Come usare i social con consapevolezza

Un contatto consapevole e diligente quindi, è regolarmente il criterio migliore per incanalarsi nell'area  computerrizata. Il datore di lavoro inevitabilmente analizza le attività svolte nei canali del soggetto prescelto, che può sentirsi di conseguenza particolamente in soggezzione, ma questo non deve assolutamente vincolare l'impegno avviato, in quanto può svantaggiare l'interessato.

D'altro canto, in base ai dati e conferme poste fino a pochi mesi fa, il 47% dei titolari di imprese professionali, hanno affermarmato la condizione di disagio che si vengono a creare qualora si invita per un colloquio una persona che sui social è completamente assente, ovvero non pratica dinamicamente il suo ruolo nel digitale, se non sporadicamente.
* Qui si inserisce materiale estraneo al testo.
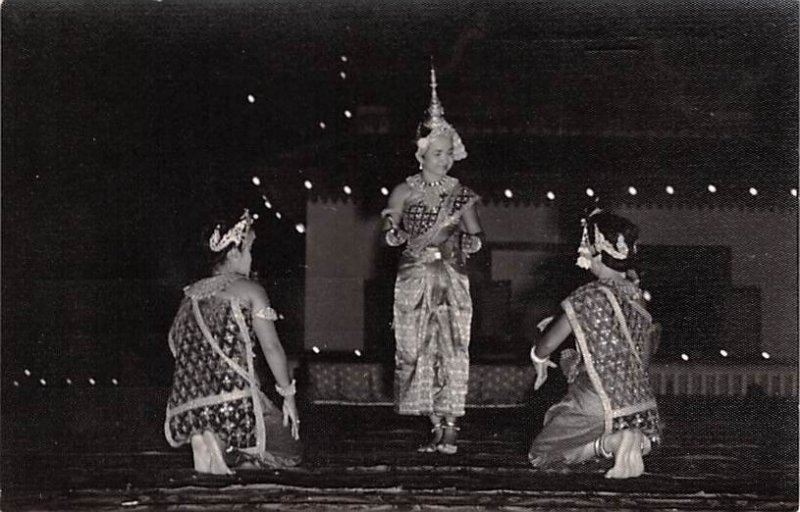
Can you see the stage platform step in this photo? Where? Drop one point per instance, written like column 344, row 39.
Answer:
column 719, row 454
column 511, row 385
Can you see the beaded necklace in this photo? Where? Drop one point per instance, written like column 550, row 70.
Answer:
column 434, row 192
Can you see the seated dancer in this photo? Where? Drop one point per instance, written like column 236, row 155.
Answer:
column 610, row 409
column 216, row 403
column 435, row 216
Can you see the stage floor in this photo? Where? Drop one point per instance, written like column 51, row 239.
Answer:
column 719, row 454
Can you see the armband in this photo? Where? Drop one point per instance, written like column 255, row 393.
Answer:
column 288, row 391
column 266, row 313
column 471, row 244
column 395, row 237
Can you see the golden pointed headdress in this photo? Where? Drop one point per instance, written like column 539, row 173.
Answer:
column 436, row 126
column 235, row 235
column 586, row 250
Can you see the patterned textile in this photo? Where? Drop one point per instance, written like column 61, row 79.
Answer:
column 609, row 385
column 433, row 308
column 215, row 386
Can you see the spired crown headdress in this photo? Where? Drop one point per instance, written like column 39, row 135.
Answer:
column 235, row 235
column 619, row 250
column 438, row 126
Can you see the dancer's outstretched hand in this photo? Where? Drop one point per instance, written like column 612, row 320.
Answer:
column 541, row 369
column 290, row 415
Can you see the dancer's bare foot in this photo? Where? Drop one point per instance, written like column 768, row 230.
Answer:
column 218, row 465
column 627, row 449
column 200, row 454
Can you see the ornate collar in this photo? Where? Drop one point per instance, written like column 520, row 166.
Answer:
column 445, row 183
column 210, row 285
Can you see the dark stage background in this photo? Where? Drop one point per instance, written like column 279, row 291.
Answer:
column 127, row 124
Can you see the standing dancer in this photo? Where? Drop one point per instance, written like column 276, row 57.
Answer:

Vicenversa  sono molti i datori di lavoro che aggradano il coinvolgimento costante di una persona.

Se invece si ha a che fare con un soggetto completamente inattivo, la considerazione che fa percepire è di essere poco limpido e chiaro, di conseguenza non trasmette fiducia.

Un altro pensiero errato è quello di supporre che i datori di lavoro visionano ogni utente solo per non garantire l'assunzione lavorativa a un dipendente, perché accade in realtà totalmente l'incontrario. Di solto, il controllo del profilo social si effettua quando il responsabile, una volta preso visione del curriculum del candidato, trova interessante il suo profilo e, quindi, utilizza i canali social per avere maggiori chiarezze e sicurezze. 

Cosa evitare

  • la pubblicazione di foto e video provocatori, quindi inappropriati.
  • la condivisone tramite storie, foto e sempre video che riprendono l'andamento della serata all' insegna di alcool o droghe.
  • commenti giudiziari verso specifiche categorie prese di mira.
  • fandonie relative ai titoli di studi posseduti o al' attività professionale.
  • limitate o inappropriate capacità comunicative.
  • la registrazione ai social con nomi non propi, quindi poco consoni o poco professionali.
  • condivisione di avvenimenti personali riguardanti la professione svolta in precedenza e le diffamazioni rivolte al precedente datore di lavoro.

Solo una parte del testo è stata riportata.